Article written by Arie de Pater, IIRF European Representative.
Recently, several Quran’s have been burnt or desecrated in Denmark and Sweden. Some claim that these acts are violations of the right to Freedom of Religion or Belief (FoRB) and incitement to hatred, while others argue that these acts are protected under the right to Freedom of Expression. Do we need new laws to regulate public protests that could hurt religious feelings? Or should we accept these protests as part of our multicultural societies?
Freedom of Thought, Conscience, and Religion, Freedom of Expression, and Freedom of Peaceful Assembly are important pillars of any democratic society. Limitations of these rights should be the exception rather than the rule.
Article 19 of the International Covenant on Civil and Political Rights (ICCPR) declares that Freedom of Expression comes with certain duties and responsibilities. It can be “subject to some restrictions, but these shall only be such as are provided by law and are necessary: (a) For respect of the rights or reputations of others; and (b) For the protection of national security or of public order (ordre public), or of public health or morals.
Article 20 then calls for a legal ban on advocacy of national, racial or religious hatred that constitutes incitement to discrimination, hostility or violence.
Freedom of expression is not limited to words but can take many forms. It covers many ways to convey a message. That could even include the burning of books.
In the famous ruling Handyside v the United Kingdom, the European Court of Human Rights declared that Freedom of Expression includes opinions that can “offend, shock or disturb the State or any sector of the population.” The burning of books deemed sacred by some, can definitely shock and disturb a sector of the population. It might fuel negative feelings toward certain authors, ideologies, or religions but even if they do, they do not meet the definition of incitement to hatred.

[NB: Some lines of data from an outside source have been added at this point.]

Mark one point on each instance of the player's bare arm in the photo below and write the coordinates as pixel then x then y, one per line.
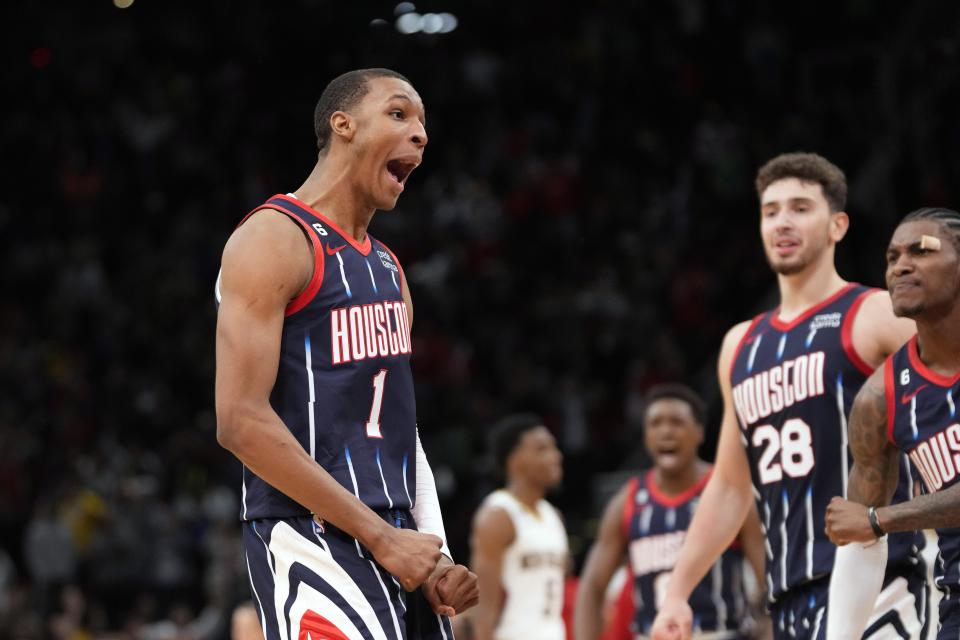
pixel 492 533
pixel 451 588
pixel 751 541
pixel 605 556
pixel 266 263
pixel 875 470
pixel 721 511
pixel 877 332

The Rabat Plan of Action provides six criteria for hate speech: context, speaker, intent, content and form, extent of the speech act, and likelihood including imminence. Under intent, the threshold test emphasises: “Negligence and recklessness are not sufficient for an act to be an offence under article 20 of the ICCPR, as this article provides for “advocacy” and “incitement” rather than the mere distribution or circulation of material.” The criterion ‘extent of the speech act’ includes reach, means, and frequency, and whether the audience had the means to act on the incitement.
Although throughout history the burning of books has been a sign of utter contempt, the burning of a Quran or any other holy book for that matter, in and of itself does not meet any of the thresholds of the Rabat Plan of Action. The context of the act, and the content of any accompanying speech could meet the thresholds but that’s another matter.
Based on the Rabat threshold test, there is no ground for a ban on the burning of holy books. That’s not to say that we support the burning of objects that are deemed sacred to a sector of society, but the act itself cannot be banned with a reference to fundamental rights.
In practice, a ban on the burning or desecration of sacred objects would eventually burden judges with deciding what is a sacred object and what isn’t. Any object could be sacred in the eyes of the beholder. But even a Muslim’s relation to the Quran, or a Jew’s relation to the Thora, is different from a Christian’s relation to the Bible. And what about the Hadith, the Talmud, and other religious texts? Should they qualify as sacred? Therefore, a ban on the burning or desecration would not only be a limitation of Freedom of Expression but also quite difficult to codify and enforce.